For Birds: Experts Share Their Favorite Feeders
By Lindsey M. Roberts
Special for the Washington Post
Chad Witko, a community biologist in Vernon, Vermont, has been an ornithologist since he was 3 years old. His father was a waterfowl hunter and brought birds home to examine. His mother helped him put homemade bird feeders in the yard.
Nate Swick, a birding podcaster in Greensboro, North Carolina, also loved birds as a child. His father was a science teacher. “We were always in nature and outdoors,” he says.
Witko of the National Audubon Society and Swick of the American Birding Association were ahead of their time, it seems. Birdwatching has exploded during the pandemic, with nearly 9,000 new people joining the Cornell Lab of Ornithology’s annual Big World Day to Enjoy Birds in 2020, according to the Cornell team. If you want to join the growing ranks of birdwatchers, all you need is a bird feeder, seeds, and a guide to the birds in your area.

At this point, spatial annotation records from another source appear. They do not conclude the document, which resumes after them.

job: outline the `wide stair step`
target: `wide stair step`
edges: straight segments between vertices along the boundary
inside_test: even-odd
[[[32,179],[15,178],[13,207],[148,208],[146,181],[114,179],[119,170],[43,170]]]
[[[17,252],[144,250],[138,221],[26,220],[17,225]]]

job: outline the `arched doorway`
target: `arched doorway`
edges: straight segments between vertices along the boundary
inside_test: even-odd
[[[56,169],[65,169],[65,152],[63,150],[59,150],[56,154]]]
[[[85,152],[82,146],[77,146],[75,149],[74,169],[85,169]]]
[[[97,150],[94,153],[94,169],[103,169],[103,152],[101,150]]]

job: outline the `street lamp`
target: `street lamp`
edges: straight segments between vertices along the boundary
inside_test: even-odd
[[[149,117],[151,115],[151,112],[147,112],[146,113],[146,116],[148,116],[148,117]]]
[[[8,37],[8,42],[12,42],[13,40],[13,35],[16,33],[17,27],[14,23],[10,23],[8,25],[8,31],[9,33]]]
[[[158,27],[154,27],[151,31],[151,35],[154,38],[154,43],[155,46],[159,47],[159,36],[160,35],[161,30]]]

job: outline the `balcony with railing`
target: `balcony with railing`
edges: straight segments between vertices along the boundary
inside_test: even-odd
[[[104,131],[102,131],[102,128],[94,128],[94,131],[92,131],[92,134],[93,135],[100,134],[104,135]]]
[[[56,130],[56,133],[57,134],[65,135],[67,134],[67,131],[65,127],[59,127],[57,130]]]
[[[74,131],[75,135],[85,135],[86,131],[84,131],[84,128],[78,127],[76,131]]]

“Choose the best bird feeder you can afford,” says Witko. Look for one that is waterproof. And you want to keep squirrels from damaging the feeder, so look for something that isn’t breakable or chewable. “Solid wood, metal, hardened recycled plastic, and even glass feeders are all great choices,” he adds. If you want to attract a variety of birds, use several types of feeders. We asked Witko and Swick to share some backyard bird feeder options. Here are their picks.
• Budding birders should start with a basic feeding tube, says Witko. He likes the Audubon Wild Bird Plastic Feeding Tube ($18.99, acehardware.com). “Hang it from a tree or a shepherd’s crook,” he says, and fill it with black sunflower seeds, “one of the best kinds of birdseed you can get.”
• Swick also recommends starting with a feeding tube filled with black sunflower seeds. He recommends the Droll Yankees Ring Tube Charger ($43.99, target.com). “Tubes containing black, greasy, oily food will attract goldfinches and house finches,” he says.
This tube is easy to clean by pulling the central rod. All feeders should be cleaned periodically — as often as every one to two weeks — says Witko. Take the feeders apart and wash them with soap and hot water. Let them air dry before filling them.
• “I really like a tray loader with a hopper loader on top,” says Witko. “It’s really good for allowing larger birds to have a little space to sit when they’re eating, like jays and grosbeaks.” He likes the Perky-Pet Squirrel-Be-Gone II Wild Bird Feeder ($38.99, perkypet.com), which has weight-activated perches that drop squirrels. “You don’t want to buy birdseed and end up feeding squirrels,” Witko says.
• Witko also recommends suet cages, ideal for attracting nuthatches, woodpeckers and Carolina wrens. The Modern Rustic Double Feeder from Wild Birds Unlimited (check store location for price, order.wbu.com) allows for two suet cakes, and therefore more birds. Look for suet with seeds and mealworms inside, says Witko.
• One way to get a really good view of the birds is to use a suction cup window feeder, like the Birds-I-View Window Feeder ($49.99, nature-anywhere.com). “In the right setting, they can be a great option for young children,” says Witko.
• Ground feeders, such as Duncraft’s Eco-Strong Ground Feeding Platform ($59.95, duncraft.com), may attract sparrows, doves and other birds that are less likely to sit on a hopper or thistle feeder, says Swick. This model holds up to 2 pounds of seed — he recommends millet — and has a wire mesh for drainage to prevent mold growth caused by rain or snow.
• And don’t forget the hummingbirds. These feeders do require a bit more maintenance though, says Witko, because you have to prepare the nectar and then change the solution at least once a week (and more frequently if it’s particularly hot). To make the nectar, mix sugar and water in a 4 to 1 ratio, boil until the sugar dissolves, then refrigerate. The Droll Yankees Happy Eight 2 Hummingbird Feeder ($29.99, target.com) has removable flowers and a brush for easy cleaning.